Cet acte même de la philosophie…

…se signifie par la mise en œuvre de ce que Rorty appelle la conversation philosophique et, inséparablement liée, la vocation thérapeutique de la philosophie. Il procède de l’enracinement de Rorty dans la philosophie proprement américaine et, en même temps, du déplacement fondamental opéré par Rorty en aire américaine précisément – à côté de Peirce, Dewey, Davidson, Quine, Putnam, pour ne citer qu’eux –, où il entremêle les relations entre philosophie américaine et philosophie continentale. Cet acte se manifeste comme décision de s’affranchir de tout fondement ou d’absolu quel qu’il soit – Dieu, la réalité, l’être, la nature, l’altérité, le langage… – par lequel la philosophie se tiendrait pour justifiée et assurée, non sans se livrer, fatalement presque, à la menace d’un fanatisme fondamentaliste. Cet acte traduit l’acceptation de l’obsolescence de la pensée – américaine, européenne.

Cette obsolescence ne signe pas pour Rorty la fin de la philosophie quand la nuit tombe sur le monde qui fut un temps le sien et où la philosophie s’est établie dans des figures ou des discours où elle s’est reconnue et dite. Cette obsolescence appelle la philosophie à en prendre acte.
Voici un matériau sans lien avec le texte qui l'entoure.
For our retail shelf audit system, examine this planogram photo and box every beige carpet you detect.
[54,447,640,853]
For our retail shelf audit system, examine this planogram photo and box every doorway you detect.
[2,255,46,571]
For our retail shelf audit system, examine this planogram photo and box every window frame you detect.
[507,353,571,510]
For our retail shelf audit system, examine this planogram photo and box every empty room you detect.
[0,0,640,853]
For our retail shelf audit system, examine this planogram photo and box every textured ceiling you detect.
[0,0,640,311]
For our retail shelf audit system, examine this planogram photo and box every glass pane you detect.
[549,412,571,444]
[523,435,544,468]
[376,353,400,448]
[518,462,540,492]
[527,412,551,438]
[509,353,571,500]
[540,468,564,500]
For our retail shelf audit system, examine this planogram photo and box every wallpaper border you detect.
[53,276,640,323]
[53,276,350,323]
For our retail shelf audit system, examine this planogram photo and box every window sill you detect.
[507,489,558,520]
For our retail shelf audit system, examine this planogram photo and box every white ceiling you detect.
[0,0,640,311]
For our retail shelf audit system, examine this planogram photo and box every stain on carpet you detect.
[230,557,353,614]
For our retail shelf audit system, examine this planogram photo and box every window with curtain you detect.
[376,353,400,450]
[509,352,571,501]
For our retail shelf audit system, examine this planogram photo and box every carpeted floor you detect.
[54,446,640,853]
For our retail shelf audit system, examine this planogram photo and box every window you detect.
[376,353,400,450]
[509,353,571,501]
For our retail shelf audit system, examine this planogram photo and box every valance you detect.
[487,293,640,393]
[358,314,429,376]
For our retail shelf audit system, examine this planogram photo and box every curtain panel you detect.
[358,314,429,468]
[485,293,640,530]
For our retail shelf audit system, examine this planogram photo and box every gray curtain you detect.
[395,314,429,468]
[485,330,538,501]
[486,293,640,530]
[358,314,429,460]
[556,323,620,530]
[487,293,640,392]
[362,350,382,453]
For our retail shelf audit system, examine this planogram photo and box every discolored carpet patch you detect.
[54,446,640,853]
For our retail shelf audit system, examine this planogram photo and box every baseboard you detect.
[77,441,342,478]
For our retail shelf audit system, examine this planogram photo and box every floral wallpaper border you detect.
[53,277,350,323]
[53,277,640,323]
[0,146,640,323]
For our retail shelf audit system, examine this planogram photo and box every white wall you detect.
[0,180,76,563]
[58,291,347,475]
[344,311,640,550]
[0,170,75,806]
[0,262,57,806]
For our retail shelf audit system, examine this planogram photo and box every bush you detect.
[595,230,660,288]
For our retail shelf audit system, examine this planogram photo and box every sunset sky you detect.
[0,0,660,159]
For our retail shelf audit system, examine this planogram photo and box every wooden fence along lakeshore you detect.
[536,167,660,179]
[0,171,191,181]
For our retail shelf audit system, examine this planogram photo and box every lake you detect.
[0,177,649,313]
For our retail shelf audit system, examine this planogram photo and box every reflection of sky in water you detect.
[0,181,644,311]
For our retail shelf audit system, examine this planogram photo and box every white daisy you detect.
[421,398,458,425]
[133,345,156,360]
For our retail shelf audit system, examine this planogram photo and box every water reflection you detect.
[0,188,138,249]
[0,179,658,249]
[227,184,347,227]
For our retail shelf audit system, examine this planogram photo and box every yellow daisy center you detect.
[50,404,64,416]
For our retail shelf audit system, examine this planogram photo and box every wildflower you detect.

Elle le fait par un travail de redescription dans la mise en conversation de pensées qui s’opposent ou que rien ne saurait tenir proches, en revenant en particulier à nos pratiques collectives et à nos usages communs de vie et de lecture. Quelque chose de neuf peut alors surgir, qui n’est pas une nouvelle figure de la philosophie ou un nouveau discours où elle s’établira, un temps..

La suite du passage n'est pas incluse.